The two big questions to answer here are

  1. Can you spin up and shut down the inference engine quickly?
  2. Can you offload the trainer components to CPU RAM quickly?

Inference Engine Startup/Shutdown

If you have ever interacted with vLLM, the startup time can take a few seconds to a few minutes.

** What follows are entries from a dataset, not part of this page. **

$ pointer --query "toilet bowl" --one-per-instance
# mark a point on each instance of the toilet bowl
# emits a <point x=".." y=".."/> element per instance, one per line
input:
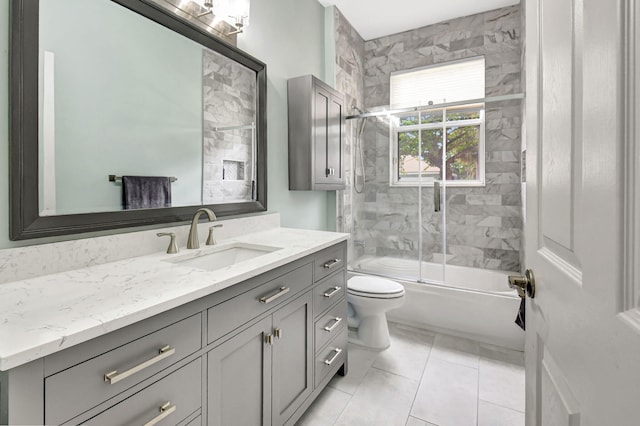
<point x="369" y="299"/>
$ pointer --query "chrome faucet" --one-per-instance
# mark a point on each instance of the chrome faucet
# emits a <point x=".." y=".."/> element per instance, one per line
<point x="193" y="242"/>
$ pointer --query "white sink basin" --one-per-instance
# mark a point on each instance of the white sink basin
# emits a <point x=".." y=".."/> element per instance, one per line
<point x="214" y="258"/>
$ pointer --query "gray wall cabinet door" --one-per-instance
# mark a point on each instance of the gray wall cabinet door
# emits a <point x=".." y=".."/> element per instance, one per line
<point x="292" y="376"/>
<point x="239" y="379"/>
<point x="316" y="135"/>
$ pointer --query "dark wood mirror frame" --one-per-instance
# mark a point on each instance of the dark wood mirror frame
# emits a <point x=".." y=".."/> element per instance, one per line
<point x="25" y="219"/>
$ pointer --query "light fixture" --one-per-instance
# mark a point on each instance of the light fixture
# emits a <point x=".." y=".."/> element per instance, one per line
<point x="205" y="4"/>
<point x="234" y="12"/>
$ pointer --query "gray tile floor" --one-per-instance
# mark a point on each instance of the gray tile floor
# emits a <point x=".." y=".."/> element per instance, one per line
<point x="425" y="378"/>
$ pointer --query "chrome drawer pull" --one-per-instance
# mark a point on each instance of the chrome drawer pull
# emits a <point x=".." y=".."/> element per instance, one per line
<point x="281" y="292"/>
<point x="165" y="411"/>
<point x="333" y="292"/>
<point x="114" y="377"/>
<point x="336" y="321"/>
<point x="334" y="357"/>
<point x="330" y="264"/>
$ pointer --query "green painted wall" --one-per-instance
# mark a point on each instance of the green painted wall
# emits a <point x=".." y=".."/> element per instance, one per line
<point x="288" y="35"/>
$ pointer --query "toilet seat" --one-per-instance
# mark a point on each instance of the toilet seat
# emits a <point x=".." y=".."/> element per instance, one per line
<point x="374" y="287"/>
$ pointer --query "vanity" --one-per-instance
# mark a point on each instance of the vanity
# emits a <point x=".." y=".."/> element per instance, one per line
<point x="169" y="339"/>
<point x="112" y="330"/>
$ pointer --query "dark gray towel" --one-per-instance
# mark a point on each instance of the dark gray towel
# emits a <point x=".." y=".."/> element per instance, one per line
<point x="520" y="316"/>
<point x="146" y="192"/>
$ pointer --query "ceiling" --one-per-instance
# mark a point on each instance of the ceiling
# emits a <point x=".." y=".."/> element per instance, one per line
<point x="378" y="18"/>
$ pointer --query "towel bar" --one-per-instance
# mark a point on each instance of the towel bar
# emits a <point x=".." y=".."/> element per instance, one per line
<point x="114" y="178"/>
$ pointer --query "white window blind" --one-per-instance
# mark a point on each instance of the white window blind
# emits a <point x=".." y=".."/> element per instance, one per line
<point x="452" y="82"/>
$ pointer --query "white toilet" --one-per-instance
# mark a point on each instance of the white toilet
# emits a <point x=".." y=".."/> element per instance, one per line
<point x="369" y="299"/>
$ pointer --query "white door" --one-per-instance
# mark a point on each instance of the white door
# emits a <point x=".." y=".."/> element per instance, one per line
<point x="583" y="212"/>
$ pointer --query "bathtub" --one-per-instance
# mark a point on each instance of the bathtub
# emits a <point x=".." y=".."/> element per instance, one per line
<point x="457" y="300"/>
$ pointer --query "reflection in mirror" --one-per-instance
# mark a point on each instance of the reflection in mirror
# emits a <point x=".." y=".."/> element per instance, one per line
<point x="126" y="89"/>
<point x="123" y="95"/>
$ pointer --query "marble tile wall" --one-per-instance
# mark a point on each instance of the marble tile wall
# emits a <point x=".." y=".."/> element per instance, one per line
<point x="483" y="224"/>
<point x="229" y="92"/>
<point x="350" y="81"/>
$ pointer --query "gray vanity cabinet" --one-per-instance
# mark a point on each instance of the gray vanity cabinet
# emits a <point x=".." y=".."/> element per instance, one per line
<point x="256" y="353"/>
<point x="292" y="360"/>
<point x="316" y="135"/>
<point x="262" y="374"/>
<point x="239" y="378"/>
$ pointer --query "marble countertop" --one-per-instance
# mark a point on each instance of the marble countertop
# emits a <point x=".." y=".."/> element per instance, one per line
<point x="43" y="315"/>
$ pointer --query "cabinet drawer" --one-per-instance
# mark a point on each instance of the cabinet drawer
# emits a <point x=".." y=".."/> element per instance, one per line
<point x="330" y="324"/>
<point x="328" y="292"/>
<point x="180" y="393"/>
<point x="331" y="358"/>
<point x="229" y="315"/>
<point x="329" y="261"/>
<point x="75" y="390"/>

It goes through a whole lot of steps. We will take the example of Qwen3-32B on a B200 GPU for the time taken. Note that all these were benchmarked on a single GPU. If you do this on a multi-GPU system, profiling will take longer due to inter-GPU communication overhead.

  • Weight loading The inference engine needs to load weights from disk to GPU memory. ~75s
  • Profiling vLLM runs a dummy forward pass with the selected input sizes to estimate the activation memory requirement. This reduces the chance of OOMs and helps decide how many KV cache blocks can be allocated. You profile, understand memory requirements, and fail fast if it is not enough. ~32s
  • CUDA Graph capture This is a very important step for performance. I have seen ~20-30% performance loss if you do not do this. ~9s
  • KVCache allocation This is done to pre-allocate the KVCache memory so that we don’t have to allocate it during inference. This is pretty instantaneous.

The problem is that if you shut down and restart the server, you’re wasting at least a couple of minutes every step. If you want to do a large training run, this will be a significant portion of your total training time. If the generated tokens aren’t too many, this can potentially take more time than generation and the forward/backward pass. So you don’t want to do that, but you also don’t want to lose the memory advantages you get from freeing up the inference engine memory.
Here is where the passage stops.